RUBBER exporters have expressed the concern that the Government's decision to limit rubber export subsidy to 34,000 tonnes for the current fiscal would further impact the already slowing exports of the commodity.

"There is no doubt that exports will come down," said Prof K.K. Abraham, President of the Pala Marketing Co-operative Society.

Exports of natural rubber in the first six months of 2004-05 fell 34 per cent to 13,243 tonnes from 20,026 tonnes in the same period a year ago.
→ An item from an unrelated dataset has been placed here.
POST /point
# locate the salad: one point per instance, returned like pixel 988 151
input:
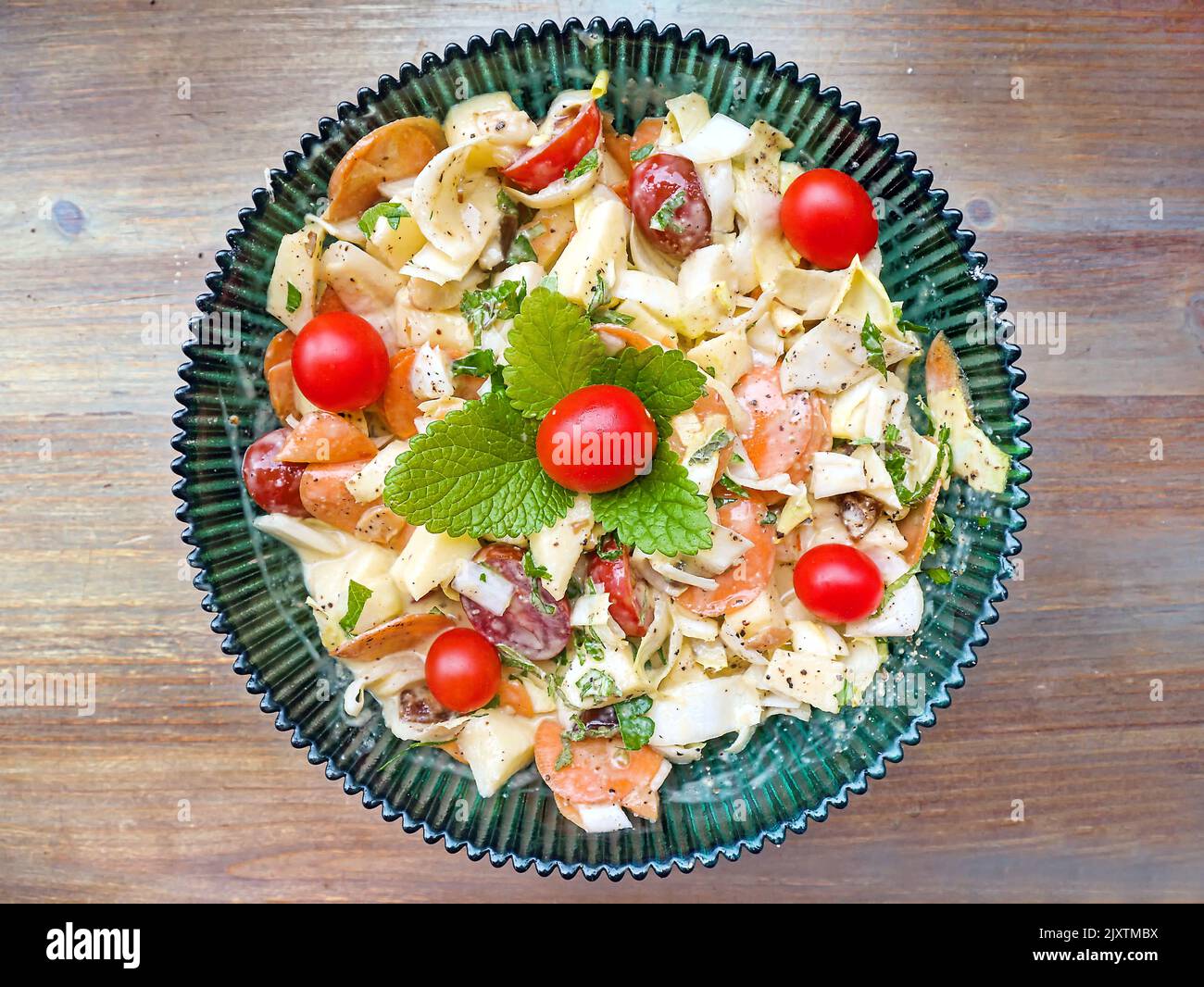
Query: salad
pixel 596 446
For the full year, exports are likely to touch about 50,000 tonnes, compared with 76,000 tonnes last year.

Exporters say they were taken by surprise when the Government said subsidy would be given only to 34,000 tonnes of rubber exported this year. The rates have also been halved.

Last year, subsidy was given to 50,000 tonnes. However, the Government has agreed to provide the incentive to the additional quantity exported during the year at the previous rates, industry sources said.

As per the notification, export subsidy would be given to only 15,000 tonnes of sheet rubber, 6,000 tonnes of latex and 13,000 tonnes of block rubber. "We have already exhausted the quantity of sheet rubber and latex that will qualify for the subsidy," an exporter said.

This means that any future exports of sheet rubber and latex will not get the incentive. "We are now left on our own. Earlier the subsidy gave us some cushion," said an official with the Kerala State Co-Operative Rubber Marketing Federation (RubberMark).

According to Prof Abraham, many exporters who had factored in the subsidy while pricing their exports would now stand to lose money because of the quantity restrictions.

Since the price difference between Indian and international rubber has shrunk to about Rs 3 a kg, exports will not be attractive any more. The consignments from India have to be routed through the ports of Colombo and Singapore for transhipments, adding to the freight costs.